Wir waren an der Rutsche angekommen. Stella hatte sich dicht hinter Susann gestellt und sie mit den Kniekehlen nur ganz leicht berührt. Ich hjatte bemerkt, dass sie es durchaus absichtlich gemacht hatte, auch wenn alle anderen dachten, es wäre ein kleines Missgeschick. Dadurch war Susann kichernd mit voller Körperfläche auf Matthias in seinen Reifen gepurzelt und musste ihre Körperteile erstmal wieder sortieren - wobei sie in meinen Augen ihren Körper etwas länger gegen seinen gedrückt hatte, als es vielleicht notwendig gewesen wäre. Matthias war anzusehen, dass er die etwas größeren Brüste Susanns auf seinem Brustkorb durch aus nicht verachtete.

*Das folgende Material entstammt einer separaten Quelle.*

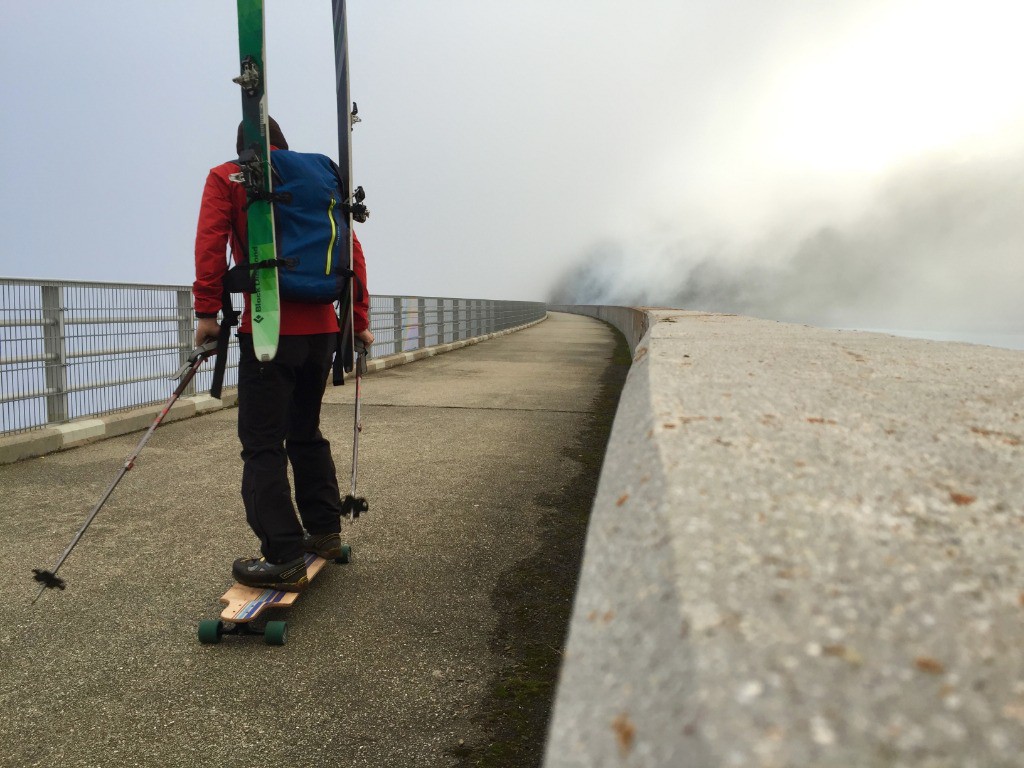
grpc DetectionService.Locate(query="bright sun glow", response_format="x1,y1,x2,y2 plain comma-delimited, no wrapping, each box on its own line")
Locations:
767,0,1024,171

Stella, die Verursacherin des Sturzes schüttelte den Kopf und ließ uns alle hören: "Jetzt schaut euch doch mal dieses kleine Biest an - legt sich da vollflächig auf meinen Freund, mitten im Schwimmbad!"
"He, du Ratte ... das war gar keine Absicht!" hatte sich Susann zu Recht gegen diese heimtückische Unterstellung gewehrt, ohne zu erfassen, dass Stella diesen Sturz so eingefädelt hatte. Nichts von alledem hatte indes dem Vergügen, den Susan und Matthias dabei gehabt hatten, einen Abbruch getan. Im gegenteil: Susann stützte sich auf Matthias kräftigem Brustkorb auf, um sich wieder aufzurichten und er betrachtete dabei recht minutiös, wie ihre Bikinikörbchen sich dabei wieder in eine normale, leicht hängende Position zurückbaumelten.
Stella hatte das von ihr selbst inszenierte 'Flachlegspielchen' anschließend zum Anlass genommen, sich neben der Rutschbahn, in der Susann und Matthias gerade loszubrausen begannen, dicht vor mich zu stellen, demonstartiv beide Hände in meine Taille zu legen und mit einem "Tschüs, Ihr Zwei, fahrt schön ins Feuchte!" so dicht an mich zu stellen, dass es so aussah, als würden wir uns nun auch ganzzkörperflächig aneinander schmiegen wollen, um uns zu 'rächen'. Und als sich Stella nun so dicht vor mir spürte, hatte ich in diesem Moment ebenfalls der Versuchung nicht widerstehen können, meine Hände fester in ihre Taille zu legen - was sich auf den hautweichen Kanten ihrer den Beckenknochen extrem gut anfühlte. In meiner Hose wurde es enger, als sie mich so direkt aus nächster Nähe anschaute, als würde sie sich jetzt gleich an mir zu schaffen machen. Ich hatte mich gefragt, ob sie es wirklich nur tat, um Matthias und Susann weiter zu necken, oder ob sie tatsächlich irgendwie auch Lust auf mich bekommen hatte. Jedenfalls war ich im nächsten augenblick recht froh, meinen leicht angehärtetetn Badehoseinhalt im kühlen Nass wieder auf normale Betriebstemperatur herunterzufrieren. Im unteren Bereich der Abfahrt hatte sich Stella allerdings in einer Kurve so herumschleudern lassen, dass eines ihrer Beine so dicht an meiner Badehose über meinen Oberschenkel liegen blieb, dass ich mir sogar trotz des kühlen Wassers Sorgen darum machte, man könnte mir am Rutschbahnausgang noch ansehen, dass ein bestrimmter Bereich meiner Badebekleidung nun eine etwas stärker gewölbte Form aufwies. Aber das war nicht geschehen, denn nicht meine Badehose, sondern die von Matthias wurde anschließend dahingehend beäugt. Stella hatte ihrem Lover einen neuerlichen Klapps auf den Po verpasst und ironisch gefragt: "He, was habt Ihr denn da unterwegs gemacht, hä?!"
Unsere Stimmung war so aufgeheizt, dass wir beschlossen hatten, es uns zu Hause bei Susann und mir noch etwas gemütlich zu machen. Ich muss gestehen, dass meine Fantasie dabei ziemlich angeregt war.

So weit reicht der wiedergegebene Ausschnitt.